I motivi sono molteplici. Fin dalla quotazione in borsa della Porsche, avvenuta nel settembre 2022, il doppio ruolo di Blume è stato oggetto di forti critiche. Gli investitori temono che la gestione condivisa possa penalizzare il valore azionario e hanno spinto per un rapido passaggio di consegne. Al momento sono in corso colloqui tra Blume, il consiglio di sorveglianza del Gruppo Volkswagen, il comitato aziendale e i rappresentanti delle famiglie Porsche e Piech, che controllano la maggioranza dei diritti di voto tramite la holding Porsche SE.
La scelta del nuovo ceo dovrebbe essere ufficializzata in autunno, con insediamento previsto all’inizio del 2026. Sul tavolo ci sono sia candidature interne sia profili esterni.
La transizione avviene in una fase critica per la Porsche, impegnata in un piano di ristrutturazione segnato dal calo della domanda in Cina, da una transizione elettrica lenta e dai dazi statunitensi. Nel secondo trimestre l’utile è sceso del 91% su base annua. Da quando è sbarcata in Borsa, inoltre, la quotazione della Porsche ha perso circa il 45% del proprio valore, scendendo sotto quella di Volkswagen. Lo stesso Blume alcuni mesi fa aveva dichiarato senza tanti giri di parole: “Il nostro modello di business non funziona più nella sua forma attuale”.
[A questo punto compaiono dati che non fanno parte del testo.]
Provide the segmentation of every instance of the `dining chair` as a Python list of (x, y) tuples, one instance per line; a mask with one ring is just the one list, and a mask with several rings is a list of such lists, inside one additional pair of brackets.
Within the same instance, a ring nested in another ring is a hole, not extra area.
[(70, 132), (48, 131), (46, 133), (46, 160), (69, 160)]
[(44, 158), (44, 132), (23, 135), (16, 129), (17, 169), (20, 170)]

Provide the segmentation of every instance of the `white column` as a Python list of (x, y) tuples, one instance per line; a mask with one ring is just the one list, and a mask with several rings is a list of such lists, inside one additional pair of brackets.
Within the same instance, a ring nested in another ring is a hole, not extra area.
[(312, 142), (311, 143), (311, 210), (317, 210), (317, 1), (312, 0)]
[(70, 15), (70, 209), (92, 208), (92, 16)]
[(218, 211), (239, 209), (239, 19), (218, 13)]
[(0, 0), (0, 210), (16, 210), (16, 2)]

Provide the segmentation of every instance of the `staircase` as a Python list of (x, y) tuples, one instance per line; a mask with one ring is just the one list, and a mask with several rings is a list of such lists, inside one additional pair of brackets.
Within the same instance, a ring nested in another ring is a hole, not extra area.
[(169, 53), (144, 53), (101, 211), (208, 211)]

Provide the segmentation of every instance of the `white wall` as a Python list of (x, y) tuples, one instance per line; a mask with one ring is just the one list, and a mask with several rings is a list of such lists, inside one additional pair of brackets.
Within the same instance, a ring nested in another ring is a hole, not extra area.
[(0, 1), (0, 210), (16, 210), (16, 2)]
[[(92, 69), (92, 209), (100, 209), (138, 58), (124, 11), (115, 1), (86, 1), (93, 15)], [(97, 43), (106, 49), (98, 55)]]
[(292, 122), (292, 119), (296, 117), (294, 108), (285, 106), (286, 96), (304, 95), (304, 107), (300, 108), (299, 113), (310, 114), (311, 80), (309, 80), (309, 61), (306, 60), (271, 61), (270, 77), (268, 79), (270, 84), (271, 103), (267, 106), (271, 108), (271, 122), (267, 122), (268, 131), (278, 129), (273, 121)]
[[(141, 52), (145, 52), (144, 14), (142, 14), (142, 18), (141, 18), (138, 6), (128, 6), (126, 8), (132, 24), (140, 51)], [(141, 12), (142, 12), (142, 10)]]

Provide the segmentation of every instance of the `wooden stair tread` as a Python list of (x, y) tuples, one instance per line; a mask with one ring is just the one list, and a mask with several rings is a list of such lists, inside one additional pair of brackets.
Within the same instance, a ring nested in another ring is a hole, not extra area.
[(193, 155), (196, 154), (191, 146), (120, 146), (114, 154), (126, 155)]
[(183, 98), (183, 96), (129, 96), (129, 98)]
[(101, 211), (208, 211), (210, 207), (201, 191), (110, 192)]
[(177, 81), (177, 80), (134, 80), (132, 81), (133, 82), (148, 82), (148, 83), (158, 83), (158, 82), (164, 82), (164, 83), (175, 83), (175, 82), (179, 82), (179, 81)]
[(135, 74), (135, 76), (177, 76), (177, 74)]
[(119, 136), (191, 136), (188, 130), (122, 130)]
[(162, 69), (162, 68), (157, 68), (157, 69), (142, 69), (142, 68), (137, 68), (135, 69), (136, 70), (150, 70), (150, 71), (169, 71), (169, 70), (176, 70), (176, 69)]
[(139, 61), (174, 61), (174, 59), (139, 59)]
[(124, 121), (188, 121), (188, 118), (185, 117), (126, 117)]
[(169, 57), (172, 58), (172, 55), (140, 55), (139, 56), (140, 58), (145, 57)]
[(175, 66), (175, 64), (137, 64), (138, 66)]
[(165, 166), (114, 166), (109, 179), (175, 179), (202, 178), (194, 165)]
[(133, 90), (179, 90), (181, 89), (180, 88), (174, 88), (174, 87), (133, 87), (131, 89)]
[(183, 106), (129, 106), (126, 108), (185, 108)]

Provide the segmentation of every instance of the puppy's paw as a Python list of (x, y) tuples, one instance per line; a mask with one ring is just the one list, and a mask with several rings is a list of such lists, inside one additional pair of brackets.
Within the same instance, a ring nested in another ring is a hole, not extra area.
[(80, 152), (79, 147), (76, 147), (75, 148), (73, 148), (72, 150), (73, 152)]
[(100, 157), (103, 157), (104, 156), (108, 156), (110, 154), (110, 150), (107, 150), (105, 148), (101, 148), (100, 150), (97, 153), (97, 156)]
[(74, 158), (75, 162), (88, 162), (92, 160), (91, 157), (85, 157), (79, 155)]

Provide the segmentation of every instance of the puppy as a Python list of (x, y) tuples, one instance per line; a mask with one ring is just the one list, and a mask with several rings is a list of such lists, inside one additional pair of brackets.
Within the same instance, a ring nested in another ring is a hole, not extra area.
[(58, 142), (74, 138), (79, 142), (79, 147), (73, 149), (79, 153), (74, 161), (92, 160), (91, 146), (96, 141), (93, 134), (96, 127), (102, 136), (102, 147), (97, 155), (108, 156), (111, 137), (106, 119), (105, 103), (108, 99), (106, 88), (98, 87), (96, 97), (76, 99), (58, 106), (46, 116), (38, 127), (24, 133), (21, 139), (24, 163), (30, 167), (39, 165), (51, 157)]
La crisi ha imposto alla Porsche una profonda revisione della propria strategia sull’elettrificazione, dopo investimenti fin troppo ottimistici sui modelli a batteria. Il caso della Macan, sostituita da un modello solo elettrico, e il brusco crollo della Taycan rappresentano gli esempi più evidenti.
La Porsche ha deciso di abbandonare il progetto di produrre internamente batterie ad alte prestazioni attraverso l’unità Cellforce. Blume ha indicato tra le cause dietro la decisione la forte concorrenza cinese, i dazi voluti dall’amministrazione Trump e la mancanza di economie di scala.